There are at least three lessons to learn from the legal and social saga. First of all, every single socially significant advancement in our county started with cases heard by the lower courts. In my opinion, Obergefell v. Hodges, is an extension of this country’s civil rights movement. Jim Crow was a systematic attempt by state and local governments to suppress the advancement of African-Americans. The dismantling of these laws was instigated by the calculated efforts of such legal minds and activists as Martin Luther King, Thurgood Marshall, and John Lewis. The end of Jim Crow and its ideologies did not begin with the passing of the Civil Rights Acts of 1964 and 1965. Its demise began with the attack of these laws at the lower-court level. For example, Brown v. Board of Education, 347 U.S. 483 (1954), involved an African-American father whose attempts to enroll his daughter in a “white” school were denied by the local school board. The Supreme Court declared that the policy of “separate but equal” was unconstitutional. In Hearts of Atlanta Motel v. the United States, 379 U.S. 241 (1964), the owner of the establishment argued that the Civil Rights Act of 1964 was unconstitutional and that he had a right to refuse to rent rooms to African-Americans. This argument, of course, was rejected by the United State Supreme Court. Loving v. Loving, 388 U.S. 1 (1967), involved a biracial couple who was sentenced by the lower court to a year of incarceration for violating the ban on interracial marriages instituted by the states Racial Integrity Act of 1924. The Supreme Court overturned the convictions and declared that any raced-based restriction on the fundamental right to marry is unconstitutional. These are but a few examples of how civil liberties created by Supreme Court cases actually stemmed from decisions rendered at the lower-court level. Lesson learned: Although decisions issued by the “lower courts”, which include each counties’ Superior, State, Juvenile and Magistrate Court, garner little or no attention, they form the foundation of rulings that shape our nation’s legal projection and social conscience.

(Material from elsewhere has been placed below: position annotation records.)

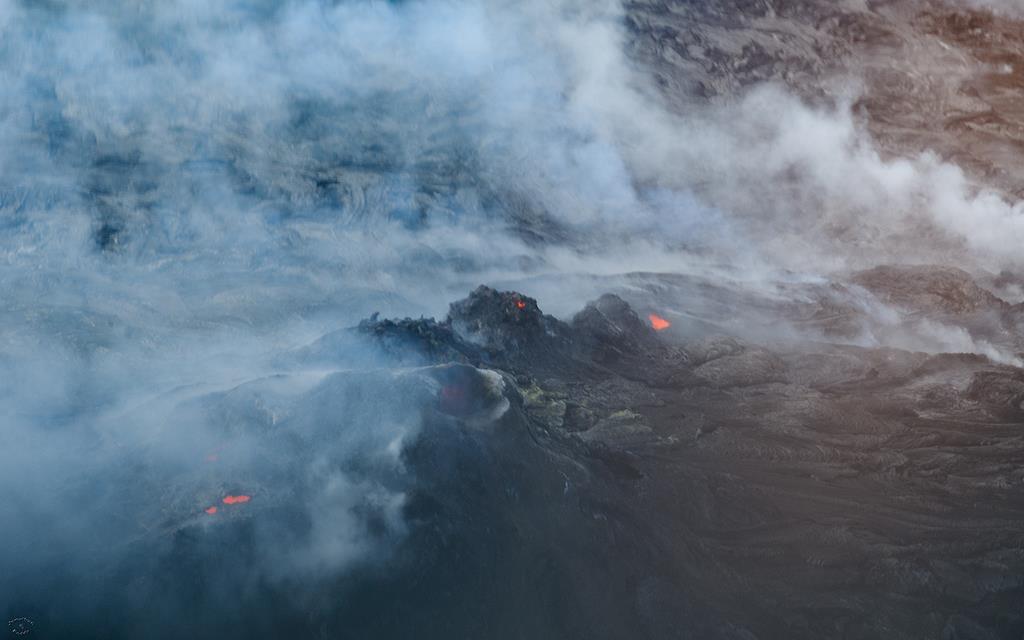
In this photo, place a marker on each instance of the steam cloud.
(189, 188)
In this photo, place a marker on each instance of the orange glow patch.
(658, 323)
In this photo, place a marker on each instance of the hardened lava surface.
(645, 484)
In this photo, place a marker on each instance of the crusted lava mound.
(584, 479)
(640, 486)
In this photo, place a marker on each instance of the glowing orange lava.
(658, 323)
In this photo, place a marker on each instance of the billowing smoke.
(189, 189)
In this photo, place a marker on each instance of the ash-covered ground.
(541, 320)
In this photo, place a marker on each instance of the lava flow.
(658, 323)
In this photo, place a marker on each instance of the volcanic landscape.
(667, 318)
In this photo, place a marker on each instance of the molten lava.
(658, 323)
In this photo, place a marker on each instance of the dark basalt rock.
(608, 330)
(508, 327)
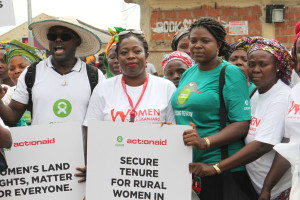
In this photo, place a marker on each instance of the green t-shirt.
(197, 100)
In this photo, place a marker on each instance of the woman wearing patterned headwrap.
(289, 153)
(175, 64)
(110, 59)
(238, 57)
(18, 56)
(269, 68)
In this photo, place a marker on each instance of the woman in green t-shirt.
(197, 100)
(238, 56)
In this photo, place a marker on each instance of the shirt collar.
(77, 67)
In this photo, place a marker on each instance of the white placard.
(42, 163)
(137, 161)
(7, 15)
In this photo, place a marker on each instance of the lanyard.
(132, 113)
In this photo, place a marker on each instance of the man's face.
(3, 67)
(62, 43)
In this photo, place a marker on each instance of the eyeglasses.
(62, 36)
(137, 32)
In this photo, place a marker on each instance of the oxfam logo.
(119, 139)
(62, 108)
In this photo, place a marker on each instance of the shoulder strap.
(92, 73)
(253, 91)
(29, 81)
(222, 110)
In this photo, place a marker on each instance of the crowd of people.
(238, 98)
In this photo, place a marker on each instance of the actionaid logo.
(148, 142)
(139, 113)
(294, 107)
(33, 143)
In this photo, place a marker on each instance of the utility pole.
(30, 36)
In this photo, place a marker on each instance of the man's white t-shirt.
(57, 97)
(267, 126)
(292, 131)
(109, 101)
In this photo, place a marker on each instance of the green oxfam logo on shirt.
(62, 108)
(186, 92)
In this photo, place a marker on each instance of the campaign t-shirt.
(109, 101)
(197, 100)
(56, 97)
(268, 114)
(252, 86)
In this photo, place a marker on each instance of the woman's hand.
(3, 91)
(202, 169)
(82, 174)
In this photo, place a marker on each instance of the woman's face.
(112, 62)
(203, 46)
(262, 70)
(174, 71)
(184, 45)
(16, 66)
(297, 58)
(132, 57)
(239, 58)
(3, 67)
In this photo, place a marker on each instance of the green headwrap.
(16, 48)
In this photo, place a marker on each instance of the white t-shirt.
(109, 101)
(56, 97)
(150, 68)
(267, 126)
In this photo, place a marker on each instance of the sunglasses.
(137, 32)
(62, 36)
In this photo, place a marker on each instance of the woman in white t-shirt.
(269, 68)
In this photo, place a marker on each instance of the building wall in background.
(160, 19)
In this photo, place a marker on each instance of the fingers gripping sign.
(202, 169)
(192, 138)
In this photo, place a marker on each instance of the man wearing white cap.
(61, 89)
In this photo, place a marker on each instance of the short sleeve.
(236, 95)
(101, 77)
(170, 117)
(20, 94)
(2, 124)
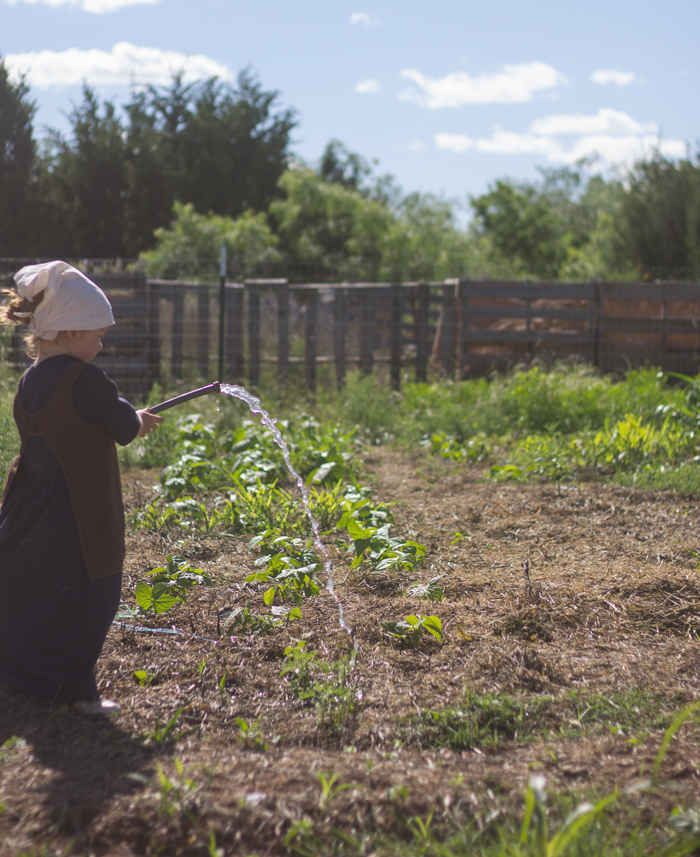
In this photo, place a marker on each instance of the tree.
(195, 238)
(17, 167)
(661, 215)
(86, 184)
(522, 226)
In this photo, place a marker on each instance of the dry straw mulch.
(611, 607)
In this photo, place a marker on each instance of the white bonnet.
(71, 300)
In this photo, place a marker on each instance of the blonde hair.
(9, 314)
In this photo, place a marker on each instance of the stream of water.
(253, 403)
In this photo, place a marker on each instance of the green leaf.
(356, 531)
(163, 600)
(434, 626)
(144, 595)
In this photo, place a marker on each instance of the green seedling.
(242, 619)
(166, 734)
(329, 790)
(147, 676)
(170, 586)
(177, 793)
(251, 735)
(411, 628)
(381, 550)
(291, 566)
(430, 590)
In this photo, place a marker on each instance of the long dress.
(53, 620)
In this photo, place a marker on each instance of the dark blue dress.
(53, 620)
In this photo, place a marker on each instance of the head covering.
(71, 301)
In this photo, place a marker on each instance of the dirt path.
(595, 652)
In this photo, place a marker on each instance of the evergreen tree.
(17, 164)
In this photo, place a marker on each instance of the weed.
(411, 628)
(147, 676)
(251, 735)
(166, 734)
(430, 590)
(381, 550)
(170, 586)
(178, 793)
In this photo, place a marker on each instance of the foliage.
(243, 619)
(17, 165)
(170, 586)
(105, 188)
(291, 566)
(194, 238)
(382, 551)
(411, 628)
(325, 685)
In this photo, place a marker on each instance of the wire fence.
(304, 333)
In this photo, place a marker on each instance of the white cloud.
(619, 78)
(368, 87)
(96, 6)
(458, 143)
(610, 149)
(605, 121)
(364, 19)
(513, 84)
(619, 150)
(124, 64)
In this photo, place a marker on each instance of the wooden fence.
(462, 328)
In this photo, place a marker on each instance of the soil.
(609, 609)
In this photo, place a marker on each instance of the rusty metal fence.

Secondly, Obergefell v. Hodges is a lesson in Civics 101. Our government is designed in such a way as to allow the vote of the people to determine the social trends of our country. Ideally, the laws passed by the legislature reflect the wishes of the constituents. However, average voters are not privy to cases pending before the lower courts. Most likely, they are unaware that civil liberties are possibly being encroached upon by the application of outdated laws that are no longer consistent with current social values. They may also be unaware that the protections of those civil liberties begin with the laws created and/or changed by their publicly elected officials, not with the judiciary. Lesson Learned: It is our civic duty as citizens in this country to get informed, get involved, and vote for local, state, and federal officials that align with our social and political compass. Failure to do so could result in a stagnation of this country’s social evolution and the enforcement of archaic laws that no longer have a place in polite society.
Thirdly, the apparent diabolically opposed parties named in Obergefell v. Hodges were actually in agreement. The fact that they are now friends is a beautiful ending to their story. However, I can only imagine the level of stress and animosity that could have been avoided if the parties had simply talked. Perhaps they could even have worked together to achieve their shared belief in the legalization of same-sex marriage. Lesson Learned: A refusal to speak with someone because of presumed differences can deprive one of, not only a long-lasting friendship, but also a political and social ally.